Teilen von richtigem Wanderer Essen: oben rechts, Reis im Eimer und darunter in dem Topf Curry, dazu Blumenkohl.
 
Am Morgen war da eine rauschende Schneewehe. Wir verschoben das Frühstück: da war so viel Schnee, dass wir beschlossen in Palupõhja zu essen um Zeit zu sparen und begannen uns nur bei Wasser und frischer Luft fortzubewegen. Wie es gutes Benehmen erfordert, verabschiedeten wir uns von Rehessaare. 
 
Ein verzaubertes Haus mitten im Wald: alles auf einem Foto.
 
Die Wanderung nahm eine angenehme Wendung in hochaufgeschossene Kiefern: wir hatten einen direkten Weg genommen um eher in Palupõhja zu sein.

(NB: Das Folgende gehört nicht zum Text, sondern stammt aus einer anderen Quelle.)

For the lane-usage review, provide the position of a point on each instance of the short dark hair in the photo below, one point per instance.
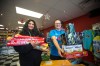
(25, 27)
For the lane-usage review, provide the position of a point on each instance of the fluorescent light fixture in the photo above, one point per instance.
(1, 25)
(28, 12)
(20, 27)
(1, 28)
(19, 22)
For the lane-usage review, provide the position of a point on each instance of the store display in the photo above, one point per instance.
(96, 46)
(87, 39)
(23, 40)
(74, 51)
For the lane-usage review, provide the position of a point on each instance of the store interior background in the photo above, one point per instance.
(78, 12)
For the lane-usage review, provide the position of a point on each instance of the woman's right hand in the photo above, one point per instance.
(34, 44)
(60, 51)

Wir trampelten über die Moorseen, geschmolzenen Schnee in unseren Mündern, platschten durchs Wasser und bewegten uns mit der Natur. Endlich kamen wir auf die Hauptstraße, was für eine Erleichterung! Mir geht es wieder besser, die Wangen glühen, Ich war wieder ruhig mitten im Moor, die Schneewehe trägt Gedanken fort. Huh, nach einem kurzen Atemholen gehen wir wieder auf dem bekannten Weg weiter.
 
Sun peeking from between the bog pines
 
We moved along, playing: the last in the row always had to go up to the first position and so until Palupõhja. By and by all kinds of  weird tricks appeared: moving up before the others jumping, bounding, wheeling etc, etc, until we arrived and at last, in the evening, could continue our breakfast. A snug feeling of tiredness and the pleasant knowledge that we would be fetched by bus.
 
Die Sonne spitzt zwischen den Moorkiefern hindurch.
 
Wir gingen weiter, spielten: der letzte in der Reihe mu0ßte immer auf den ersten Platz gehen und das machten wir so bis nach Palupõhja. Nach und nach tauchten alle Arten von seltsamen Tricks auf:  aufrücken,  vor die andern hüpfen, begrenzen, laufen etc. etc., bis wir angekommen waren und endlich, am Abend, weiter frühstücken konnten. Ein behagliches Gefühl von Müdigkeit und dem angenehmen Wissen, dass  wir vom Bus abgeholt würden.
 
Zufrieden und leichtfüßig bewegen wir uns zwischen den Alam-Pedja Wald Wänden.
 
Danke, liebes Alam-Pedja! 
 
Sonnenschein, Freude und echtes Wandererlebnis!
Mirjam, Merlin, Jakob, Kärt, Epp, Märt, Pelle, Jaan und  Kail waren bei der Wanderung dabei.